The Manly Retaining Wall is located at the corner of Wellington and Falcon Streets and divides both streets down the centre, forming two levels of access. At the intersection of the two streets the wall is approximately 7 m high. It extends approximately 100 m along both streets, tapering towards the ends to follow the incline of each street. Concrete steps are located at the end of the wall on Wellington Street, providing access to the upper level.

The wall sits on a concrete base, 3 ft high and is constructed of basalt blue metal stone which was quarried at nearby Lytton. The wall has a backing of 9 in of dry stone packing behind the rear face (embedded in the cutting) which steps from 8 ft 3 in at the widest part of the base to 12 in at the top. The front face is straight and is capped with a cement coping, 12 in wide.
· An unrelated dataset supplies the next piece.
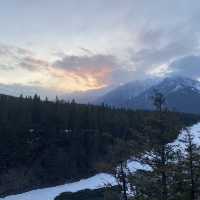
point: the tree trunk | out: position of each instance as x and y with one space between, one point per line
123 182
The individual stones are irregular in form and size and are laid in a random pattern. Each block is bedded in concrete and the joints are heavily pointed with cement plaster. In various places, the plaster has been formed into shapes depicting Australian native animals, including kangaroos, emus, goannas, and also human heads and boomerangs.

== Heritage listing ==
Manly Retaining Wall was listed on the Queensland Heritage Register on 5 October 1998 having satisfied the following criteria.

The place is important in demonstrating the evolution or pattern of Queensland's history.

The Manly Retaining Wall is demonstrative of a government scheme which was implemented to assist the unemployed throughout Queensland. It was constructed in 1933 under the Unemployment Relief Scheme which was implemented in the previous year as a means of generating work projects for the unemployed during the Depression of the 1930s.

The place is important because of its aesthetic significance.

Due to its size, the Manly Retaining Wall is a prominent landmark in the area. The random pattern of the stonework and the substantial concrete pointing which includes animal figures such as a kangaroo, emu and goanna also contributes to the aesthetic significance of the place.

The place is important in demonstrating a high degree of creative or technical achievement at a particular period.

The Manly Retaining Wall demonstrates technical achievement and is a notable engineering accomplishment incorporating high quality of workmanship.

The place has a strong or special association with a particular community or cultural group for social, cultural or spiritual reasons.

Known locally as "The Great Wall of Manly", and included in the Brisbane City Council's Heritage Trail for Wynnum-Manly, the place has strong associations with the local community.